Politik Islam Di Indonesia Masa Revolusi
Indonesia berada dalam masa revolusi kurang
lebih selama lima tahun (1945 – 1950). Pada
era ini pemikiran bangsa Indonesia terbagi menjadi nasionalis sekuler dan
nasionalis Islam.[16] Selama periode ini tidak ada hambatan serius
yang menghalangi hubungan politik antara arus utama pemimpin dan aktivis Islam
dengan kelompok nasionalis. Perdebatan yang berkaitan dengan corak Islam dan
negara dihentikan. Mereka lebih mengerahkan segala kemampuan mereka untuk
mempertahankan kemerdekaan Republik Indonesia dan mencegah Belanda kembali
berkuasa.
Kedua kelompok tersebut mampu mengembangkan
hubungan politik yang harmonis. Kelompok nasionalis memegang kendali
kepemimpinan. Sementara itu, pasca diserahkannya kemerdekaan dari pihak Belanda
kepada Indonesia, kelompok Islam mulai memperlihatkan kekuatannya dalam
perpolitikan nasional. Pada November 1945 melalui Masyumi, Islam berhasil
menarik jumlah pengikut yang besar.[17] Partai
ini mendapat dukungan yang luar biasa dari para ulama, modernis, tradisionalis,
serta pemimpin – pemimpin umat Jawa – Madura maupun luar Jawa. Bahkan dukungan
terbesar terhadap Masyumi diberikan oleh NU dan Muhammadiyah.[18]
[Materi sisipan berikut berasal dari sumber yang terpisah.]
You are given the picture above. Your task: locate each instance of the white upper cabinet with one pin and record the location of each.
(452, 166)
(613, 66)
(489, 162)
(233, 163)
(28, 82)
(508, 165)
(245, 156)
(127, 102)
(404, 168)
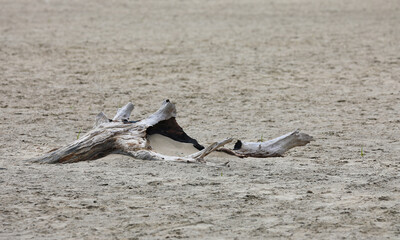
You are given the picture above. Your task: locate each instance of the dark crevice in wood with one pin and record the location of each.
(170, 128)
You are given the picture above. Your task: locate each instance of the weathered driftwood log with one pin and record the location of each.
(121, 136)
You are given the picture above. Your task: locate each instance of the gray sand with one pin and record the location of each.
(245, 69)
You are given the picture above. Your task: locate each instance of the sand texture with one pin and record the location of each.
(243, 69)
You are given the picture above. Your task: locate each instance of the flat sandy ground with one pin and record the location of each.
(241, 69)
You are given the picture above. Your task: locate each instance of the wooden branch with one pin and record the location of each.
(272, 148)
(121, 136)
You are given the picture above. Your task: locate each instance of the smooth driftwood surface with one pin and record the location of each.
(121, 136)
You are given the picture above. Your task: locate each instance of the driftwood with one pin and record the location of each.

Akan tetapi persatuan tersebut tidak
berlangsung lama. Pada tahun 1952 NU memisahkan diri dari Masyumi dan menjadi
partai politik yang berdiri sendiri. Peristiwa itu tentu mengguncang Masyumi
karena NU merupakan kelompok dengan jumlah anggota yang cukup besar. Diantara
sebab –sebab yang melatarbelakangi keluarnya NU adalah konflik antara
konservatisme Islam dengan modernisme Islam di dunia politik. NU merasa
diperlakukan tidak adil oleh dominasi golongan dan perorangan yang memiliki
kedudukan kuat dalam struktur organisasi yang berlaku. Berubahnya jam’iyyah NU
menjadi organisasi politik mempunyai dampak yang cukup besar atas pola
kepemimpinan politik Islam yang selama ini dikuasai oleh kelompok modernis.[19]
Selain itu perlu dicatat bahwa sebagai entitas
politik yang bersatu, Indonesia saat itu masih sangat lemah. Indonesia belum
mampu melakukan kontrol sosial serta belum efektif dalam mendistribusikan
sumber – sumber. Hal – hal tersebut menimbulkan gejolak sosial-politik yang
amat merepotkan kepemimpinan. Sebagai contoh adalah terjadinya pemberontakan
Darul Islam, Pemerintah Revolusioner Republik Indonesia serta Perjuangan
Semesta Alam.
Sebagian besar diakibatkan ketidakmampuan
pemerintah untuk merebut loyalitas masyarakat. Di Jawa Barat, DI timbul karena
ketidaksetujuan Kartosuwirjo terhadap pemimpin Republik. Beliau sangat kecewa
terhadap strategi para pemimpin pusat dalam mempertahankan diri dari upaya
kembalinya Belanda ke Indonesia. Sehingga ia menarik diri dari aktifitas
politik negara. Ketika terjadi Aksi Polisionil Belanda pertama (1947),
Kartosuwirjo menyerukan jihad melawan pasukan Belanda dengan menolak perjanjian
Renville. Bahkan sebagai respons terhadap dibentuknya negara boneka Pasundan,
ia memproklamirkan berdirinya Negara Islam Indonesia.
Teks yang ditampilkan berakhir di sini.